Germany’s Bid to Keep Israel off the UN Security Council

The Jewish state has never held a temporary seat on the United Nations Security Council. For the first 50 years of its existence, it was denied membership in any of the UN’s regional groups, which control candidacies for these rotating seats. Then it was finally admitted to the Western European and Others Group, which promptly agreed to wait another twenty years before approving Jerusalem for a Security Council candidacy. Now, Benny Avni notes, Germany is poised to block action:

As a good-faith gesture, the Western European and Others Group promised Israel that it and Belgium would run uncontested for the two open 2019-20 [Security Council] seats.

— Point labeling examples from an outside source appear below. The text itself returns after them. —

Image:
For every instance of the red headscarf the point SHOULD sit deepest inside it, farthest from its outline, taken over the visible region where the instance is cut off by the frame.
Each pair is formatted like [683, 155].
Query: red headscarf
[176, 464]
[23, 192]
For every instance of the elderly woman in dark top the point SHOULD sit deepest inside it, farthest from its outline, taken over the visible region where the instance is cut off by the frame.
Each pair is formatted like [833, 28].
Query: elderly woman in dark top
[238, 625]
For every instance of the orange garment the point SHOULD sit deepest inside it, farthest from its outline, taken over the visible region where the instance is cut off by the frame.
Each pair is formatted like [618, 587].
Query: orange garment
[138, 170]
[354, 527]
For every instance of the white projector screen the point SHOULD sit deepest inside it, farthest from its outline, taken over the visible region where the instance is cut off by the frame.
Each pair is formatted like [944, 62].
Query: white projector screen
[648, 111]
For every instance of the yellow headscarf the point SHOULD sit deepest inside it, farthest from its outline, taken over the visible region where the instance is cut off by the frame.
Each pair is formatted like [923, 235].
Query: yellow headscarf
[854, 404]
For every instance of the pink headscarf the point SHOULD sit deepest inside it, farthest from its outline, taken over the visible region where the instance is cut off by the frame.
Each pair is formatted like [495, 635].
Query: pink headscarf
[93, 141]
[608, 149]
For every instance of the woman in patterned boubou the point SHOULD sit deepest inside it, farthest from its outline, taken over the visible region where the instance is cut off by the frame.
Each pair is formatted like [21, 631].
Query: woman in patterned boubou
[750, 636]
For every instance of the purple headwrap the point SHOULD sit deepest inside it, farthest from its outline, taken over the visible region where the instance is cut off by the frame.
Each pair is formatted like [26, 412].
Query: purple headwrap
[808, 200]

Then, in 2016, Germany announced it would also run—even though it already served as a council member [multiple times, including] as recently as 2011-12. . . . [U]nless Belgium yields, Israel’s hopes for UN respect seem doomed for now—and maybe for the foreseeable future.

Why? Diplomats have been telling me Israel violates too many Security Council resolutions to be a member—as in the one passed during the last weeks of Barack Obama’s presidency, which marked Jewish holy sites as occupied Palestinian territory. But is building a porch in [the West Bank town of] Ma’ale Adumim really such a huge threat to world peace?

How about, then, a report released last week by UN experts on the Security Council’s North Korea sanctions? It found Germany violated a council ban on sparkling wines, exporting $151,840 worth of bubbly and other luxury goods to Kim Jong Un’s cronies. Or how about, as the Jerusalem Post’s Benjamin Weinthal reports, German companies exporting to Iran banned materials that were later used in chemical attacks in Syria?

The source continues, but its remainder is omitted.